Raízes: Conte um pouco como se encontrou como agricultor.
Robson Gório: Eu comecei a alguns anos atrás, quando eu tinha uns 14 anos, eu acho. Uma professora veio de Belo Horizonte, para o Mangue Seco. Na casa dela a gente trabalhava utilizando práticas que hoje são conhecidas como permacultura, agricultura sustentável e regenerativa.
Naquela época, o único modo de se fazer agricultura que eu conhecia era a agricultura tradicional: ‘capine a área, retire os matos (matéria orgânica), faça os canteiros e adicione esterco’ – modelo esse que apesar de orgânico era insustentável por dar ao ambiente condições de degradação. Então, depois de alguns anos, aprendi um monte sobre plantas medicinais. Já com 18 anos, fui trabalhar na Telema, Centro de Permacultura e Sustentabilidade, por onde passei dois anos com o desenvolvimento de práticas orgânicas, sustentáveis e sob a perspectiva da Ecologia.
R: E quais são os principais desafios da profissão?
RG: Atualmente aqui no Bação o maior desafio é a parceria de pessoas para trabalhar em conjunto no projeto. A agricultura até pode ser feita por uma pessoa, mas para isso, na nossa realidade aqui em São Gonçalo do Bação, eu teria que ter condições financeiras elevadas para arcar com a infraestrutura necessária para que pudesse ser um negócio de fato sustentável.
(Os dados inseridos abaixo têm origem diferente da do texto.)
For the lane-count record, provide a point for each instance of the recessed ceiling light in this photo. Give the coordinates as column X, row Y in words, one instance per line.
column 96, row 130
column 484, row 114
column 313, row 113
R: E os prazeres/benefícios?
“Os prazeres se ser agricultor são trabalhar em parceria com a natureza. Com isso quero dizer trabalhar com o apoio da fauna e da flora como agentes transformadores e mantenedores do ecossistema, trabalhar a conexão com as pessoas locais, onde se compartilha tradições de cultivo de plantas; colher alimentos que você contribuiu para o desenvolvimento saudável e seguro para as pessoas, para a natureza local e o meio ambiente como um todo”.
À todos os agricultores e agricultoras do Brasil, que tiram da terra o seu sustento respeitando a natureza, um feliz dia (hoje e todos os outros 364) e obrigada!